- The California statutes governing sale of drugs are overbroad for purposes of the categorical approach because they include transportation for personal use in addition to sale.
- The transportation/sale element isn’t divisible underDescamps because a jury doesn’t have to unanimously agree on whether the defendant sold or transported.
- So the modified categorical approach can’t be used to save a California sale/transportation drug conviction.
NOW THE BLOG:
I’m afraid I just can’t let go of Descamps; it’s the gift that keeps on giving. The additional gift I’m going to talk about today is a second reason one category of California drug statute isn’t divisible and so isn’t subject to the modified categorical approach. The argument comes courtesy of local Deputy Federal Public Defender Brianna Mircheff, whose motion making the argument is attached here.
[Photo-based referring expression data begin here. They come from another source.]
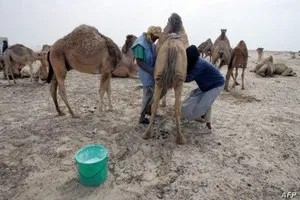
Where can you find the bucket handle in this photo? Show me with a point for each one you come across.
(92, 175)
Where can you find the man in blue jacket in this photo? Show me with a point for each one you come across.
(197, 106)
(144, 52)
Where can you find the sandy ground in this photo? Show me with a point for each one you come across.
(253, 151)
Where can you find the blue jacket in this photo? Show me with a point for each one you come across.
(206, 75)
(149, 50)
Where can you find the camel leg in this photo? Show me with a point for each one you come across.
(262, 71)
(177, 107)
(287, 72)
(243, 78)
(164, 101)
(108, 91)
(60, 72)
(53, 91)
(62, 93)
(31, 72)
(150, 129)
(229, 72)
(7, 67)
(235, 77)
(105, 81)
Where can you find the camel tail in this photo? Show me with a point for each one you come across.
(50, 73)
(113, 50)
(169, 73)
(230, 65)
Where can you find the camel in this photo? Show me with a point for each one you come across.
(1, 61)
(85, 50)
(221, 51)
(267, 67)
(260, 54)
(222, 37)
(238, 59)
(46, 48)
(205, 48)
(18, 54)
(127, 67)
(293, 55)
(170, 70)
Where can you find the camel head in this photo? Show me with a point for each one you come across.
(39, 55)
(130, 39)
(223, 31)
(269, 59)
(174, 24)
(259, 49)
(46, 47)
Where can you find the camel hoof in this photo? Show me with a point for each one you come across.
(180, 140)
(146, 136)
(75, 116)
(111, 109)
(61, 114)
(163, 105)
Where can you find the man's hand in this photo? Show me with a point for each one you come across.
(145, 67)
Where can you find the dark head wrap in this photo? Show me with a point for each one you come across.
(192, 56)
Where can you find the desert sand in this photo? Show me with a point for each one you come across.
(253, 151)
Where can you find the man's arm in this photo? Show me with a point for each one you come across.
(189, 77)
(143, 65)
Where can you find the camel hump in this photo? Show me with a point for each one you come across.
(113, 50)
(20, 50)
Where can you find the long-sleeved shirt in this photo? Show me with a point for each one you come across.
(206, 75)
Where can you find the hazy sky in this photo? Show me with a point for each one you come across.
(272, 24)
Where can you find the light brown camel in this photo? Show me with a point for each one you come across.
(222, 37)
(170, 70)
(260, 54)
(238, 59)
(293, 55)
(20, 55)
(221, 51)
(46, 48)
(205, 48)
(85, 50)
(267, 67)
(1, 61)
(127, 66)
You may recall a post last September noting that the California drug statutes – at least the vast majority of them – are overbroad because the California controlled substance schedules include substances that aren’t included in the federal controlled substance schedules. This means convictions under those statutes don’t qualify under the categorical approach as “drug trafficking” or “controlled substance” offenses under the sentencing guidelines. I also noted briefing in that post from another Los Angeles Deputy Federal Public Defender about why the controlled substance element isn’t divisible and so courts can’t go to the modified categorical approach to identify the particular controlled substance in the prior offense of conviction. (See “Still More on Descamps: An Application of Last Week’s Post” in the September 2013 link at the right.)
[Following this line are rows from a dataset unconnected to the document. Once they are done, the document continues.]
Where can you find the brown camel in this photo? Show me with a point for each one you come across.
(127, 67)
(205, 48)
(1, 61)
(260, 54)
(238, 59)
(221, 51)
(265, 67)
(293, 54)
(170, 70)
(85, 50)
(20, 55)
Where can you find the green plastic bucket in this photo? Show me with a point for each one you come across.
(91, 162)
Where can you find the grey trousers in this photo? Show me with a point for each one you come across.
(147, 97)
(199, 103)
In the event this doesn’t work, Brianna’s briefing adds an additional non-divisibility argument. You’re hopefully aware that the California statutes which apply to sale of a controlled substance also include transportation for personal use, as well as a number of other alternative forms of conduct. This makes that element also overbroad and is another reason convictions under those statutes don’t categorically qualify as “drug trafficking” or “controlled substance” offenses under the guidelines. See, e.g., United States v. Kovac, 367 F.3d 1116, 1119-20 (9th Cir. 2004); United States v. Rivera-Sanchez, 247 F.3d 905, 909 (9th Cir. 2001) (en banc); United States v. Martinez, 232 F.3d 728, 735 (9th Cir. 2000); United States v. Casarez-Bravo, 181 F.3d 1074, 1077-78 (9th Cir. 1999). The statutes do list alternatives, however, and one of those is sale. Prior to Descamps, the Ninth Circuit regularly used the modified categorical approach to bring these convictions within the guidelines definition.
Brianna’s briefing demonstrates that this shouldn’t be allowed after Descamps because the sale/transportation element isn’t divisible. She first points out that the pattern elements instruction for the sale/transportation offense includes language allowing a jury to find any one of the various forms of conduct criminalized in the statutes. She then points to at least a couple of California cases suggesting there’s no requirement that the jury unanimously agree on what the conduct was in the particular case before it. This failure to require unanimity makes the list of forms of conduct in the statute a list of alternative “means” rather than a list of alternative “elements,” and that makes the statute non-divisible. For further discussion of this “means”/“elements” distinction, see both Brianna’s briefing and the discussions in both the September post noted above and the more recent April 15 post on “More on What’s a Divisible Statute Under Descamps” (also available in the link at the right).
So now you have two arguments about why the California sale/transportation statutes aren’t divisible. And you only need one. What a wealth of riches!